- Born: Rodolfo Quijano Pineda December 21, 1949 (age 76)
- Occupation: Businessman
- Spouse: Lilia Garcia
- Children: 5 including, Dennis, Mylyn and Esmeralda

= Bong Pineda =

Filipino businessman (born 1949)

Rodolfo "Bong" Quijano Pineda (born December 21, 1949) is a Filipino businessman based in Pampanga. A controversial figure who is often accused of perpetrating illegal gambling operations, he is known for being the patriarch of a political family and for his influence in politics in the province.

==Business career; accusations of illegal gambling==
Bong Pineda was born on December 21, 1949, to Jose Salazar Pineda and Rosario Fran Quijano. Raised on the income his father made from operations involving the Spanish card game monte, Pineda later got involved in monte himself in 1969 when he became an aide of a Pampanga congressman who was also a monte operator. He later became overseer of that politician's monte operations in Rizal, San Juan (Metro Manila), and Quezon City.

Pineda has been associated with jueteng, a numbers games which is illegal in the Philippines. He allegedly struck a fortune from the game in 1986. For his alleged involvement, several arrest warrants have been issued against him since May 1990, with him being briefly arrested by the National Bureau of Investigation in April 1991. By 2000, police intelligence reports cited him as heading 80% of jueteng operations in Pampanga. He has denied allegations of involvement in jueteng.

In 2000, Sheila Coronel of the Philippine Center for Investigative Journalism reported that the Pinedas' alleged gambling operations, tolerated by numerous police and church officials, were able to fund their regular donation drives in Lubao, which "ensures that the Pinedas have loyal and enduring grassroots support in their hometown."

In 2016, Bong Pineda donated a 8 ha lot where a new municipal hall complex for Lubao was constructed. In 2019, Bong Pineda led the ground breaking ceremony for the Pradera Verde a development in Lubao which includes an amusement park and a motor racing track. He also led the construction of three Roman Catholic chapels in San Fernando.

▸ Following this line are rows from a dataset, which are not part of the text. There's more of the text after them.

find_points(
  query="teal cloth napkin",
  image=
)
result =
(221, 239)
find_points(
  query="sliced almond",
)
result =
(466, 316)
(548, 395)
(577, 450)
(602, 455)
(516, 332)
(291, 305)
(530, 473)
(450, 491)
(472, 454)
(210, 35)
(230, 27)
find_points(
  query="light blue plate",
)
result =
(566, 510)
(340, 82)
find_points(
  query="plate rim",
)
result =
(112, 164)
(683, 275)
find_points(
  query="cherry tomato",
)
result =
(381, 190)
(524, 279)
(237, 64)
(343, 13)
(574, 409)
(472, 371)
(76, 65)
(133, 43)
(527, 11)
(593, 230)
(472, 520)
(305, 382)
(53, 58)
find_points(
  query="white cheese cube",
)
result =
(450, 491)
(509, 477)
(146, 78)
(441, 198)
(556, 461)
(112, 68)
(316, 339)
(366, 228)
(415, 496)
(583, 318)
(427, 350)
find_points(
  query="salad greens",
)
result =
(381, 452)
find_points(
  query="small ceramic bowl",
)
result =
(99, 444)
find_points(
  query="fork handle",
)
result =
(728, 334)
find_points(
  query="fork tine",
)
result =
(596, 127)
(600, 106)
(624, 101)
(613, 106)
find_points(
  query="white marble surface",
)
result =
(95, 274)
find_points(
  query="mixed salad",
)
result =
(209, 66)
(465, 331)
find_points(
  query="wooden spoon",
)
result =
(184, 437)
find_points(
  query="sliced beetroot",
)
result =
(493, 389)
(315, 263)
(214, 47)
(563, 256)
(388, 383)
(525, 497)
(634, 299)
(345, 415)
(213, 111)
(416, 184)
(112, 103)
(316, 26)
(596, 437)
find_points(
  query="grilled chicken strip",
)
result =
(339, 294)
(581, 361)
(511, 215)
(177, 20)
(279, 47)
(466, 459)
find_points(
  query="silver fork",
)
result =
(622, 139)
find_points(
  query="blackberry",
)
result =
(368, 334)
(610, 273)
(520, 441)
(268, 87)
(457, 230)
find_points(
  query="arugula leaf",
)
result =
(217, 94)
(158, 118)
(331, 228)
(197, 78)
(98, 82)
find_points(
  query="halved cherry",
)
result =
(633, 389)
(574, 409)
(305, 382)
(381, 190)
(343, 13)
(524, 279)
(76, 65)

Belvedere Corp. is owned by Pineda. The company has a legal license to provide online cockfighting or e-sabong from the state-owned regulator Philippine Amusement and Gaming Corporation. However, in May 2022, the government ordered the shut-down of e-sabong nationwide with Bong Pineda's son Dennis implementing the directive in Pampanga where the younger Pineda serves as governor.

==Political involvement==
Bong Pineda is the patriarch of a political family in Pampanga with the town of Lubao regarded as his hometown. While he has not held office himself, Pineda is regarded as a "kingmaker" in his family's alliance with President Gloria Macapagal Arroyo, whose political rise was alleged to have been assisted by Pineda. Both his wife Lilia Garcia and son Dennis have served as mayor of Lubao and provincial governor of Pampanga. His daughters Esmeralda Pineda and Mylyn Pineda-Cayabyab have also served as Lubao mayor, with Cayabyab later serving as a provincial board member and attempting to run for mayor in San Fernando in 2025. On the day before Arroyo was arrested at the Veterans Memorial Medical Center on October 4, 2012, her son Mikey was joined by the Pineda children in filing her certificate of candidacy for Pampanga 2nd district representative before the Commission on Elections.

Pineda has also supported the electoral bid of other politicians in Pampanga. Aside from president Arroyo, he has been claimed to have helped the political careers of President Joseph Estrada and the Lapid family in Pampanga. In 2004, he admitted to assisting the political campaigns of actor Lito Lapid and his son Mark Lapid in the 2004 elections.

He is reputed to avoid public appearances and the media.